Background: Blockade of CD40 ligand (CD40L; CD154, gp39) is a potential treatment for autoimmune disease and allograft rejection. However, CD40L-/- mice are capable of mobilizing cellular immune responses to viral, parasitic, and intracellular bacterial infections as well as rejecting skin grafts with nearly the same efficiency as wild-type mice. CD40L-deficient mice (CD40L-/-) or wild-type mice treated with anti-CD40L develop chronic vasculopathy only 8 weeks after allogeneic heart transplantation. To overcome CD40L-independent immune responses, we used anti-lymphocyte function-associated antigen monoclonal antibody (LFA)-1, which has previously been shown to inhibit CD8+ immune responses.

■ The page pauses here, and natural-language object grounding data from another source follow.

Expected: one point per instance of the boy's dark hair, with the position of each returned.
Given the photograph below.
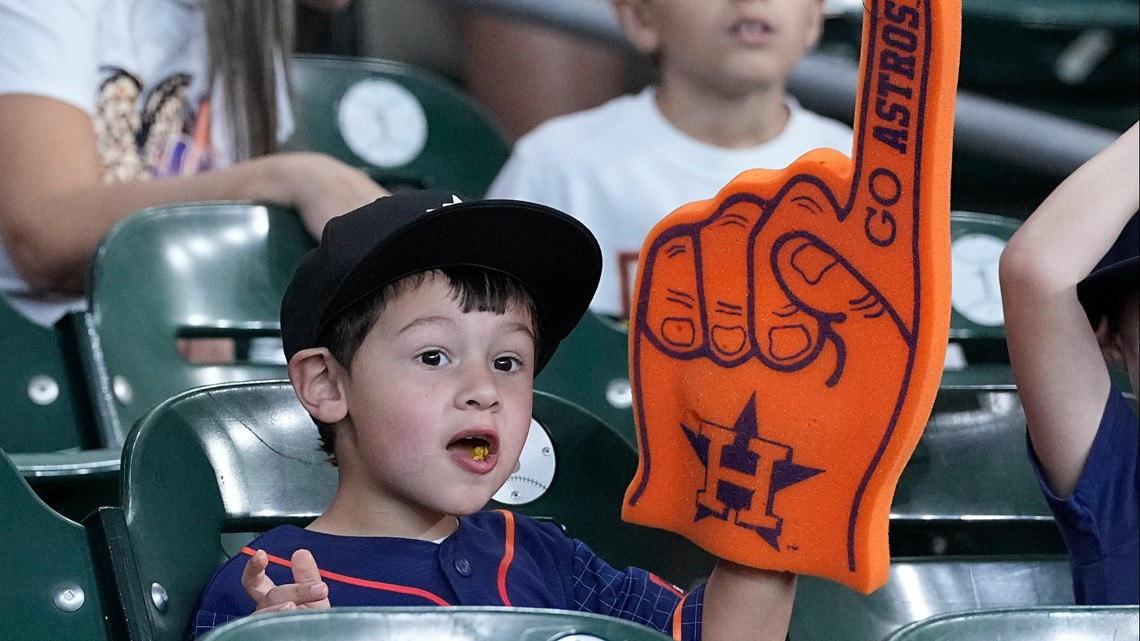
(475, 289)
(1105, 290)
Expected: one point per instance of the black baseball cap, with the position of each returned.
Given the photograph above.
(1117, 270)
(554, 257)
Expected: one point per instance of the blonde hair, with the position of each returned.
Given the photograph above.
(247, 42)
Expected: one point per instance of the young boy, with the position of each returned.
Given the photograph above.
(721, 107)
(413, 334)
(1083, 433)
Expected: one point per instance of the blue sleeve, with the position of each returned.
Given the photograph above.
(634, 594)
(222, 600)
(1099, 521)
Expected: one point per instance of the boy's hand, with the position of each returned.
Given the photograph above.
(307, 590)
(788, 335)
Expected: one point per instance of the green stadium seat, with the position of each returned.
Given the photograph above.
(185, 273)
(592, 368)
(42, 388)
(49, 429)
(209, 469)
(405, 126)
(1109, 623)
(969, 487)
(920, 587)
(432, 623)
(49, 590)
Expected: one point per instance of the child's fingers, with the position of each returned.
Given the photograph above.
(253, 577)
(304, 567)
(300, 594)
(277, 608)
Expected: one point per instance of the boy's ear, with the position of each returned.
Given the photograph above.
(1109, 347)
(318, 381)
(638, 24)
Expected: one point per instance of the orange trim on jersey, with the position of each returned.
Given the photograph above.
(507, 554)
(359, 582)
(677, 623)
(666, 585)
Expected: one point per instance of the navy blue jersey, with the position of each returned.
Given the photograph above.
(1099, 521)
(493, 559)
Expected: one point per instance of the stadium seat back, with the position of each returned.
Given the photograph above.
(465, 623)
(969, 488)
(920, 587)
(592, 370)
(186, 273)
(49, 590)
(46, 407)
(1115, 623)
(405, 126)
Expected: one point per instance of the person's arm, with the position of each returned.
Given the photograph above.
(743, 603)
(1060, 373)
(55, 208)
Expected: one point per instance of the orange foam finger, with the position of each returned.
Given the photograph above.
(776, 439)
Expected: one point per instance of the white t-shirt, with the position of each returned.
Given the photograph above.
(138, 67)
(620, 168)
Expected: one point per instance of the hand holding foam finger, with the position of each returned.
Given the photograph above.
(788, 335)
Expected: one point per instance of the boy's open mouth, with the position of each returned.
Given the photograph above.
(477, 447)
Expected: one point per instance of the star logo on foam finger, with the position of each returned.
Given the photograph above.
(743, 472)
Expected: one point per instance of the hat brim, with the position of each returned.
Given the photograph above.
(554, 257)
(1106, 285)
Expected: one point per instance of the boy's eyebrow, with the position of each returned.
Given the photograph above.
(426, 321)
(522, 327)
(514, 326)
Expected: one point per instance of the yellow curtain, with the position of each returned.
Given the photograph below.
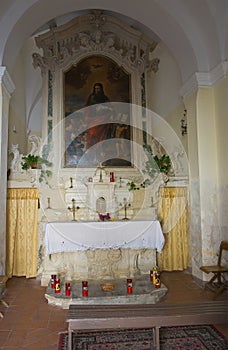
(21, 240)
(172, 213)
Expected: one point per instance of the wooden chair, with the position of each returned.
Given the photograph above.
(218, 271)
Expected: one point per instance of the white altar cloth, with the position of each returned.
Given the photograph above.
(76, 236)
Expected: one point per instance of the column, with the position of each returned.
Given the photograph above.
(6, 89)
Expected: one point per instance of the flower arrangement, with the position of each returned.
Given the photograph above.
(105, 217)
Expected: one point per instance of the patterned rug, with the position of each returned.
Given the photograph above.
(171, 338)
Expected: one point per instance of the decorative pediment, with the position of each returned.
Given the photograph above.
(91, 34)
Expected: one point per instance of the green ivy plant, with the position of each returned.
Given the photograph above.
(153, 166)
(32, 161)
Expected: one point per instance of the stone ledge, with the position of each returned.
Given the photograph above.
(144, 292)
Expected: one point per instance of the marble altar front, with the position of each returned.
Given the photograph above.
(100, 250)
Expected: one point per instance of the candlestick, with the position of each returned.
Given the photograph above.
(125, 209)
(101, 167)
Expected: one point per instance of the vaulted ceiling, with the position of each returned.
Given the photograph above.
(195, 31)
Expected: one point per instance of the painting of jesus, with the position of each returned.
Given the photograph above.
(97, 114)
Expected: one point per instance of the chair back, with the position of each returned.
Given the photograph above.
(223, 246)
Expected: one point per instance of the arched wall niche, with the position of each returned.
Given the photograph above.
(85, 37)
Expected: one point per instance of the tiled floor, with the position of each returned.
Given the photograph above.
(30, 323)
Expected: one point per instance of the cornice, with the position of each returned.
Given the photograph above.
(201, 79)
(6, 80)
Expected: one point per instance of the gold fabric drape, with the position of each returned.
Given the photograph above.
(21, 240)
(172, 213)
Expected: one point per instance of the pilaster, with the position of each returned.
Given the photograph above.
(6, 89)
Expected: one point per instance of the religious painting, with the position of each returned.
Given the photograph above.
(97, 114)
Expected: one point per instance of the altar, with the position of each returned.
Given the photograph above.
(101, 250)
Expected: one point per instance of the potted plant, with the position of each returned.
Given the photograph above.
(32, 161)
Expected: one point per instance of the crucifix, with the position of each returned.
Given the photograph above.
(73, 209)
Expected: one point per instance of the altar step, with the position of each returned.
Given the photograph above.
(144, 292)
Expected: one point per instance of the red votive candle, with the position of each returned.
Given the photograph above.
(53, 281)
(84, 288)
(111, 176)
(129, 286)
(57, 286)
(67, 289)
(157, 280)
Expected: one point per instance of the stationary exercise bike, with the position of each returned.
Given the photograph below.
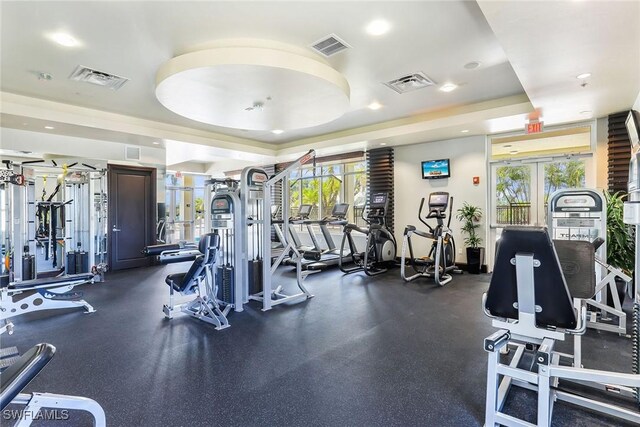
(380, 245)
(441, 261)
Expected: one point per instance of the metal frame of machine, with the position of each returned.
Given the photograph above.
(580, 214)
(524, 330)
(256, 190)
(81, 190)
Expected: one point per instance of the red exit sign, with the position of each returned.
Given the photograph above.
(534, 127)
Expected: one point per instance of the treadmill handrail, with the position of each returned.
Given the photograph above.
(17, 376)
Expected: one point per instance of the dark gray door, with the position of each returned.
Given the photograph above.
(132, 215)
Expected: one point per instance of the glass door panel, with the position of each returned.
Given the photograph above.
(513, 194)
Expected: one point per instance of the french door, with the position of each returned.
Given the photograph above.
(520, 190)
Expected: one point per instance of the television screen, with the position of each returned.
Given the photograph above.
(432, 169)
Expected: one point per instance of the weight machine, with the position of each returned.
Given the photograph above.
(580, 214)
(256, 190)
(53, 244)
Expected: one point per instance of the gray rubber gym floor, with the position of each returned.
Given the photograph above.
(363, 352)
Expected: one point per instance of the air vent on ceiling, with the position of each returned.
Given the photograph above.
(329, 45)
(100, 78)
(410, 83)
(132, 153)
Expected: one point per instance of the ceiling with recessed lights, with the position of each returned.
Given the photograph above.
(498, 62)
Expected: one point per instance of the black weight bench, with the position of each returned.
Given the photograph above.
(17, 376)
(200, 280)
(49, 293)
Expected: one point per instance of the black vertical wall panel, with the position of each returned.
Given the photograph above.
(618, 153)
(380, 164)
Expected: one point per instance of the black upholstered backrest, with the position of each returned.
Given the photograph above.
(551, 292)
(209, 244)
(578, 263)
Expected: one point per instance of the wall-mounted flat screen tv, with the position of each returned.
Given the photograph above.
(436, 169)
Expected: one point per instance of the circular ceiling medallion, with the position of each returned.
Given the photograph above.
(253, 84)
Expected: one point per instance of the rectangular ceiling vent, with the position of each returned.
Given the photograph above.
(100, 78)
(132, 152)
(329, 45)
(410, 83)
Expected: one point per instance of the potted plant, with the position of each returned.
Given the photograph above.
(620, 239)
(470, 216)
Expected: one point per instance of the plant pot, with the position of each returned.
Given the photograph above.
(475, 258)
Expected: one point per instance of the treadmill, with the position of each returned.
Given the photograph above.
(303, 218)
(319, 260)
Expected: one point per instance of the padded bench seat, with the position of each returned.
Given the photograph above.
(51, 281)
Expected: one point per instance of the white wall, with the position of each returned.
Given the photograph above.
(468, 159)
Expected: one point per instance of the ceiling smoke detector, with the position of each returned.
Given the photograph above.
(329, 45)
(100, 78)
(410, 82)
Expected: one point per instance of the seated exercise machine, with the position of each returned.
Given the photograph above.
(580, 214)
(259, 264)
(200, 281)
(441, 261)
(25, 285)
(20, 373)
(536, 298)
(380, 244)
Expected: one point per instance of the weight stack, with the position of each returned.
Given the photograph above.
(28, 267)
(255, 276)
(70, 264)
(224, 283)
(82, 262)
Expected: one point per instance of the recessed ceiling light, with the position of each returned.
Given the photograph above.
(448, 87)
(378, 27)
(64, 39)
(472, 65)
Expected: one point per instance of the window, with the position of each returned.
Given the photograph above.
(332, 183)
(185, 209)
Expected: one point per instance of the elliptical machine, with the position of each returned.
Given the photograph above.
(380, 245)
(440, 263)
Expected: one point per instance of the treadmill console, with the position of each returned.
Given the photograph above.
(339, 210)
(304, 211)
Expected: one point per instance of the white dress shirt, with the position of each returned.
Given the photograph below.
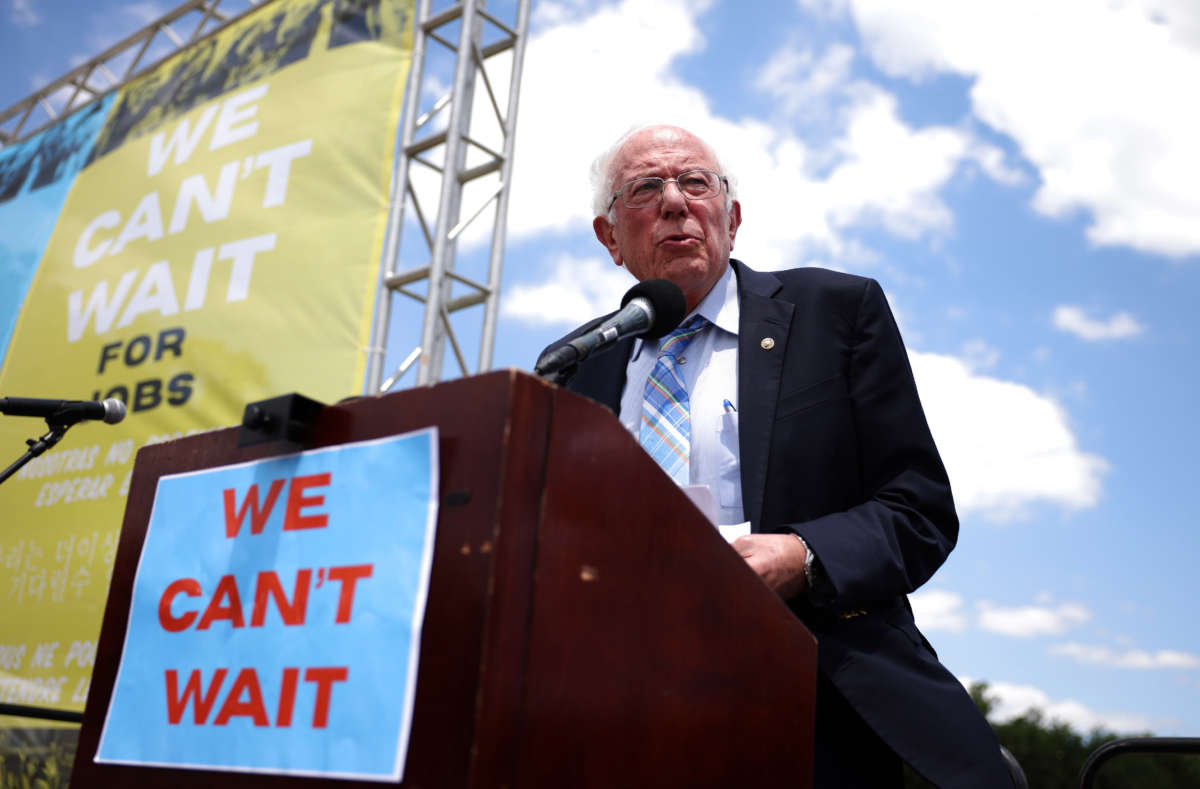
(709, 368)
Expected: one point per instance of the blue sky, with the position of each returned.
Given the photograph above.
(1020, 176)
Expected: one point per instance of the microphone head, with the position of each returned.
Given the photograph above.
(667, 303)
(114, 410)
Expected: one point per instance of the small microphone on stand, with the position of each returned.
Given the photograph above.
(65, 413)
(649, 309)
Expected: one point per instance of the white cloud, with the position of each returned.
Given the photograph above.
(575, 290)
(1074, 320)
(1110, 134)
(24, 14)
(939, 609)
(979, 355)
(1013, 700)
(1026, 621)
(1005, 445)
(1133, 658)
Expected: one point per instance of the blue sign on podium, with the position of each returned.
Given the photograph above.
(276, 615)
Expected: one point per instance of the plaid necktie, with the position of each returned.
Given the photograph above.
(666, 413)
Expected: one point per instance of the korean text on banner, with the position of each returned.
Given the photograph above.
(219, 245)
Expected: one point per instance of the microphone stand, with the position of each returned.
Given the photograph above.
(36, 446)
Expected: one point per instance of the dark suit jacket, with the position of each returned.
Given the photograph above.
(834, 447)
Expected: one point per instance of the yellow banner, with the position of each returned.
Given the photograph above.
(221, 246)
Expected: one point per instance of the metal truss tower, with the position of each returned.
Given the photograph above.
(454, 148)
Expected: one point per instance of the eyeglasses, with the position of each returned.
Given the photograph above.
(694, 185)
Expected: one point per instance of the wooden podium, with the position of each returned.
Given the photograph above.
(586, 626)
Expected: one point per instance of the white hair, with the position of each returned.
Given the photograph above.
(604, 179)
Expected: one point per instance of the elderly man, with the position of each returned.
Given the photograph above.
(791, 397)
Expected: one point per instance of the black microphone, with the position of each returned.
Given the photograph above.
(64, 413)
(649, 309)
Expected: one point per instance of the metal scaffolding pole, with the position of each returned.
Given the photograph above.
(481, 36)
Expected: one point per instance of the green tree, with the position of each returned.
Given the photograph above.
(1051, 754)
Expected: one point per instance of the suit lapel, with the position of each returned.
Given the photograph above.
(603, 377)
(762, 318)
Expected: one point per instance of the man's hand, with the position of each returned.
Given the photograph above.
(778, 559)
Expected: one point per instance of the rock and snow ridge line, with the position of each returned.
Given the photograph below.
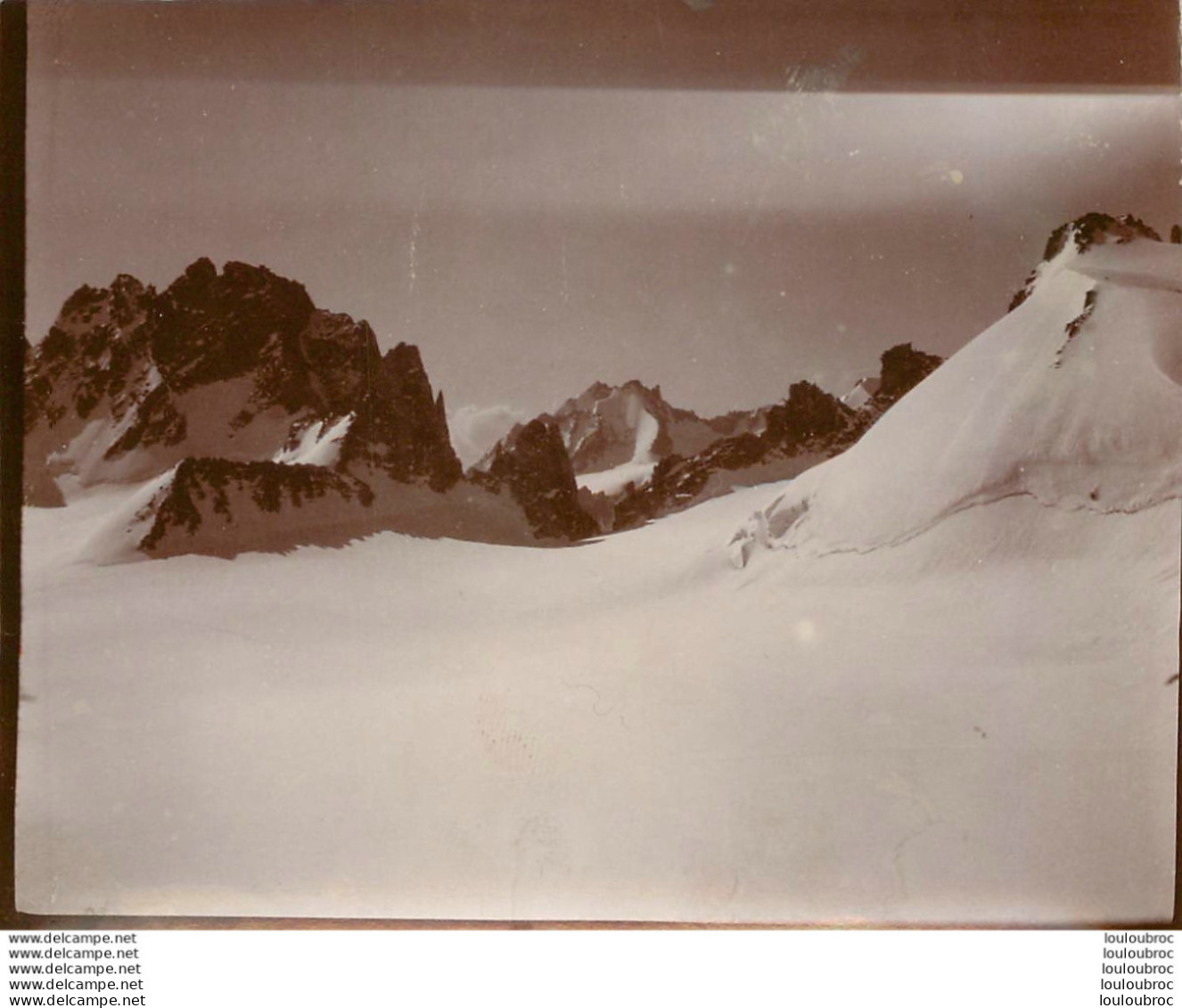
(235, 381)
(1072, 398)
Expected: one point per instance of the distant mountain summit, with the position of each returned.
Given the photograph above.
(615, 435)
(260, 420)
(1071, 398)
(805, 429)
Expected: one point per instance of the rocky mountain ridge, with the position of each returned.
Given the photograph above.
(247, 406)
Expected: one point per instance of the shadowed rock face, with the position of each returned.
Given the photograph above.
(604, 425)
(902, 370)
(809, 427)
(1085, 232)
(234, 365)
(537, 471)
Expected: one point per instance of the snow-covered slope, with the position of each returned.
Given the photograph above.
(952, 702)
(1072, 398)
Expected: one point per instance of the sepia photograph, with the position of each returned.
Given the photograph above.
(669, 461)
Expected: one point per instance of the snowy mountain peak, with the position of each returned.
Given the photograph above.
(1071, 398)
(1076, 238)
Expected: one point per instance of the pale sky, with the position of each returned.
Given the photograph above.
(718, 242)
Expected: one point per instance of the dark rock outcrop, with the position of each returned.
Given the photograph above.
(902, 369)
(537, 471)
(399, 425)
(809, 427)
(605, 425)
(236, 365)
(1085, 232)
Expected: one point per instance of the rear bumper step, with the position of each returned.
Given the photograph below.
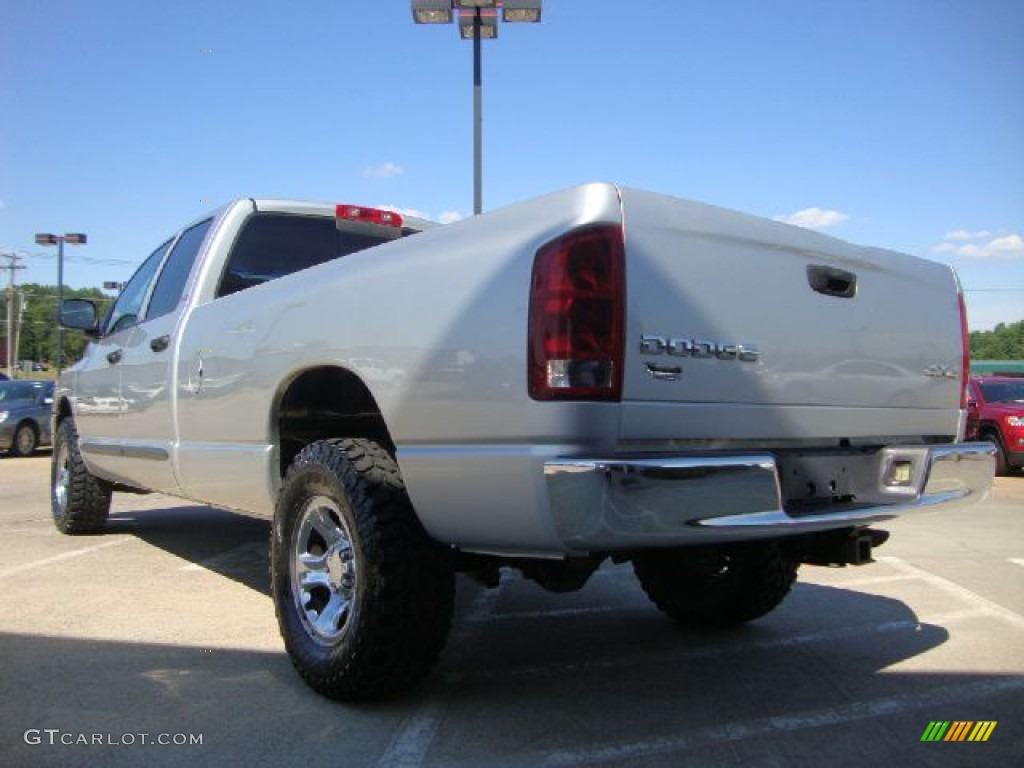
(670, 501)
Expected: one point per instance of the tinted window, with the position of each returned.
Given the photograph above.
(173, 276)
(272, 245)
(125, 311)
(1003, 391)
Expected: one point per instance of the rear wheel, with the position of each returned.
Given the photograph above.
(79, 501)
(716, 587)
(364, 596)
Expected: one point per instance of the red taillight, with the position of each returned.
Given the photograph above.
(577, 315)
(368, 215)
(965, 351)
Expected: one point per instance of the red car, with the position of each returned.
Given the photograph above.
(995, 413)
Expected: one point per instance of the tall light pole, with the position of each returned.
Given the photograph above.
(477, 20)
(75, 239)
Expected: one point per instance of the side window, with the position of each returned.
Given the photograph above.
(171, 284)
(272, 245)
(125, 311)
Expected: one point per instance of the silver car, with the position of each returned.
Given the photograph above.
(25, 416)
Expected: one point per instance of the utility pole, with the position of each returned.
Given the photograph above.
(10, 266)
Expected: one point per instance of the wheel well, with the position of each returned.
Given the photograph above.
(326, 402)
(989, 430)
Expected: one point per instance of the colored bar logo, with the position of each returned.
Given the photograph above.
(958, 730)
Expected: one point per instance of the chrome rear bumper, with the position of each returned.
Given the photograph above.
(645, 502)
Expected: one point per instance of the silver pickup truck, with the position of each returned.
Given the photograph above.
(600, 373)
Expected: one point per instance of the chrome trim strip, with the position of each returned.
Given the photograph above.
(624, 503)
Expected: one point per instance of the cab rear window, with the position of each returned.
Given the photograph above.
(272, 245)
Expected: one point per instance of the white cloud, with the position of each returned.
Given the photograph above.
(445, 217)
(384, 170)
(965, 235)
(814, 218)
(1009, 246)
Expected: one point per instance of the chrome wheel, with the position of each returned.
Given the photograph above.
(25, 440)
(324, 570)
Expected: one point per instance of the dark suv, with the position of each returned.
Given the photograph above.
(995, 413)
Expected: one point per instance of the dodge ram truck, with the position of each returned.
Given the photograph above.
(598, 374)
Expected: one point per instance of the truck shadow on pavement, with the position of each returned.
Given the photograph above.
(228, 544)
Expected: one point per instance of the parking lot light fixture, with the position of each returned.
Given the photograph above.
(75, 239)
(477, 20)
(432, 11)
(525, 11)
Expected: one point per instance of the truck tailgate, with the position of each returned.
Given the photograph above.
(769, 331)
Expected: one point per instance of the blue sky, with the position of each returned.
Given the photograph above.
(893, 123)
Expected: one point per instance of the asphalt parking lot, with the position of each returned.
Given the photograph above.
(156, 644)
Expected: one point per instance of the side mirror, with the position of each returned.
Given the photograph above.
(79, 314)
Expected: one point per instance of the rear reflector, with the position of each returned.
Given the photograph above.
(368, 215)
(577, 315)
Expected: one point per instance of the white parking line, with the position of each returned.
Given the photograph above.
(62, 556)
(747, 729)
(414, 737)
(679, 655)
(961, 593)
(552, 613)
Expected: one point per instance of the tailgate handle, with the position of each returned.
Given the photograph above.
(833, 282)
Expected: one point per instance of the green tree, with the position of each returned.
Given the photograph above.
(1005, 342)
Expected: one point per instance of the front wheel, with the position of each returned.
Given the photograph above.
(364, 596)
(79, 501)
(26, 440)
(716, 587)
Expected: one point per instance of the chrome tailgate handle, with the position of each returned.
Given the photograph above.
(832, 282)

Methods: We conducted mixed lymphocyte reactions, cytotoxicity assays, skin transplantation, and vascularized heterotopic heart transplantation in wild-type B6 and CD40L-deficient mice in the presence and absence of anti-LFA-1 to study the effects of anti-LFA-1 in the absence of CD40L signaling.
Results: Anti-LFA-1 inhibited proliferation of naïve CD40L-/- mixed leukocyte reactions and the lysis of donor targets by CD40L-/- cytotoxic T lymphocytes. Anti-LFA-1-treated CD40L-/- mice that received fully MHC-mismatched skin grafts showed significant prolongation of graft survival, with a median survival time of 55 days (mean 66 days) compared with 13 and 21 days in wild-type and CD40L-/- controls, respectively. CD40L-/- mice that received fully MHC-mismatched vascularized heart transplants treated with four doses of 200 microg of anti-LFA-1 at the time of transplantation did not develop any signs of chronic vasculopathy 150 days after transplantation.
Conclusion: These results indicate that anti-LFA-1 can complement CD40L inhibition in the prevention of undesirable immune responses.